Передо мной была хорошо выполненная копия портрета известного художника начала девятнадцатого века.
Он изобразил Суворова в мундире, при орденах, с маршальским жезлом в правой руке. На втором плане, в глубине, были видны, словно в тумане, русские войска.
Хозяин избы, старый колхозник, такой высокий и широкоплечий, что изба казалась ему тесной, рассказал:
- Я старый солдат, еще в четырнадцатом с германцем воевал. И отец мой солдат - против турок ходил, и дед солдатом был - тоже с турком воевал. А отец моего деда считался самым главным солдатом в нашей семье. Он у Суворова под началом состоял и в Кончанское с ним пришел. С тех пор мы и живем в здешних местах.
В избу вошла тетя Дуся. Это она вчера по дороге в Каменку говорила со мной о Клавдии.
- О, да мы уже встречались!
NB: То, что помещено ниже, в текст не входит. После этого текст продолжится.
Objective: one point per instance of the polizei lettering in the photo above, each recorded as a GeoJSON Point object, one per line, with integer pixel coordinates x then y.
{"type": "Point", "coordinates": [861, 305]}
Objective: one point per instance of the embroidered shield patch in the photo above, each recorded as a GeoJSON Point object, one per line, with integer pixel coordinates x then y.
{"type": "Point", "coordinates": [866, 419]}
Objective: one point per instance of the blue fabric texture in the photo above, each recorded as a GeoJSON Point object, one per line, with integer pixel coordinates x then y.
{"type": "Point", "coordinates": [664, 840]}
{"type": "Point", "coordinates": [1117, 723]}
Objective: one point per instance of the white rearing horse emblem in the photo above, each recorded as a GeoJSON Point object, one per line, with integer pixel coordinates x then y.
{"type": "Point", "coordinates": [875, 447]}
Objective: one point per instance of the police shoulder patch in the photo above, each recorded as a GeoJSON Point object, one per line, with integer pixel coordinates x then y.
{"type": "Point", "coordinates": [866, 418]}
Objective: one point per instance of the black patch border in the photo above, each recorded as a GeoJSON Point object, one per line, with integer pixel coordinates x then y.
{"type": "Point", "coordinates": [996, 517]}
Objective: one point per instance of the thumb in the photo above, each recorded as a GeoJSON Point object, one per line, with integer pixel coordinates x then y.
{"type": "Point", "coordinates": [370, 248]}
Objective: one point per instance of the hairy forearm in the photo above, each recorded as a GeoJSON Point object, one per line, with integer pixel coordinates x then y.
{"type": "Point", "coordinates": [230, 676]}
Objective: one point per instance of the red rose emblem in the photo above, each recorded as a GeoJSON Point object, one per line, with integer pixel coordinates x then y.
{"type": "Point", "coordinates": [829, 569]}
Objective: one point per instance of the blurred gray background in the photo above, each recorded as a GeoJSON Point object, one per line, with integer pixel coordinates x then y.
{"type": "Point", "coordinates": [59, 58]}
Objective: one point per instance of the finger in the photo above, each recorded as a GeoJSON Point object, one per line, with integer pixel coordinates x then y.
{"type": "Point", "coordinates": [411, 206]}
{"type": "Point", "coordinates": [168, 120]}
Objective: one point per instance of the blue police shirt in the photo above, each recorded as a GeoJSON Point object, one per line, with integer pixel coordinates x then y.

Вот и снова повидались! - воскликнул я.
Тетя Дуся приветливо кивнула головой.
- Нежданно-негаданно! - рассмеялась она. - Что же, рады гостям!
- Ну, хозяйка, собирай на стол! - распоряжался старик, открывая дверцу шкафа с посудой.
На полотенце, украшавшем раму с портретом полководца, висела старинная медаль.
- За штурм Измаила! - сказал горделиво хозяин. - Дед говорил, что сам Суворов пожаловал эту медаль его отцу.
Любуясь портретом, я то отходил назад, то приближался вплотную и всматривался в знакомые черты лица полководца.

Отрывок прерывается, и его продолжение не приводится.